Languedoc-Roussillon Rule-breakers, Aubert & Mathieu

Languedoc-Roussillon Rule-breakers, Aubert & Mathieu

A friend of mine gave me a bottle of wine a while back. Gorgeous stuff, but I couldn't get my hands on any. Then, just before Christmas, these wines became available to me!

I'm delighted with all of the wines that have recently arrived from Aubert et Mathieu, who are based in various regions in Languedoc and Roussillon.

Who are they? Anthony Aubert and Jean-Charles Mathieu are two good pals who want to "break the rules of the vineyard".

Well, now, it's all well and good to go breaking the rules in a vineyard, but only if you can show us that what you've done is worth the effort of breaking them.

It is very much the case here. Jancis Robinson is a big fan, as am I. And, once you've tried their wines, I'm sure you will be too.

These are vibrant, engaging and generous wines that are made not to shock, but to enjoy.

From a vineyard point of view, these chaps don't just work one plot of vines, rather, they take best sites and appellations in Roussillon and Languedoc and seek to create an identity of their own around these villages. They only farm vineyards that are organic or in organic conversion.

The wines certainly benefit from the warmth, terroir and indigenous varieties (mostly) that are so much part of the South of France experience. Any oak use is considered and supportive - no barrels feature as the focus in any of these wines. It is elegance of fruit, vineyard and climate that are the stars - just how we like it.

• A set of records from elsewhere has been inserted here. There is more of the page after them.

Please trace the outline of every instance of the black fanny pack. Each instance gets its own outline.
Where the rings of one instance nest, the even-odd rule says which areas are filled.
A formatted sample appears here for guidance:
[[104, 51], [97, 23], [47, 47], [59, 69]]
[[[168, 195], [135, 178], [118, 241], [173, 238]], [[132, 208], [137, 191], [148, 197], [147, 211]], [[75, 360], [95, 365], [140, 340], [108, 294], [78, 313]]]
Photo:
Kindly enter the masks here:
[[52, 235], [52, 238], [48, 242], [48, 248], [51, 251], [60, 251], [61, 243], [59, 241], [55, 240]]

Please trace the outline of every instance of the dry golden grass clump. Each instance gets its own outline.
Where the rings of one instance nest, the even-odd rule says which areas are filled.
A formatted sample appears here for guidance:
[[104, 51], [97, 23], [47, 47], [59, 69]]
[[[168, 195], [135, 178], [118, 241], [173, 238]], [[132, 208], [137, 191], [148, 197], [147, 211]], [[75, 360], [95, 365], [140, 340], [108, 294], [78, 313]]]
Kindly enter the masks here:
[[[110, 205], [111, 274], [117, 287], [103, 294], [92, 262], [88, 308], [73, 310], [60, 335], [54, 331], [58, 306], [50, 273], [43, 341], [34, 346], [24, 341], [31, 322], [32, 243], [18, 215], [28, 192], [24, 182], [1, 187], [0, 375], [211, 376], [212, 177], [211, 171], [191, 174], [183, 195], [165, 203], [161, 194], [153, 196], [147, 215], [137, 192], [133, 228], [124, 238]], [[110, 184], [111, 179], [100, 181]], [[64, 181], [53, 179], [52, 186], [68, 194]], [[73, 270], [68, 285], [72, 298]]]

They point us in a new direction: they bring you a little down the road and say "this is where we should be going", rather than forcing you to go there. All good for us.

The other really important side to their project is their principled stance around the ecological impact of the wine industry.

Organic; carbon-neutral; eco-friendly, locally-sourced recycled lighter-weight glass bottles; bio-diversity in planting hundreds of trees and building bee hives... and while a large part of our reaction has been that this is excellent and necessary, the wines have got to be good to justify the noise!

And, again, they really are very good.

Mad labels too, but we don't mind - if it catches the attention of new drinkers and pays homage to a local historic artist at the same time, it's no bad thing... just check that the wines are worth it.

Not to sound like a stuck record or anything, but, yes, they are very much worth it.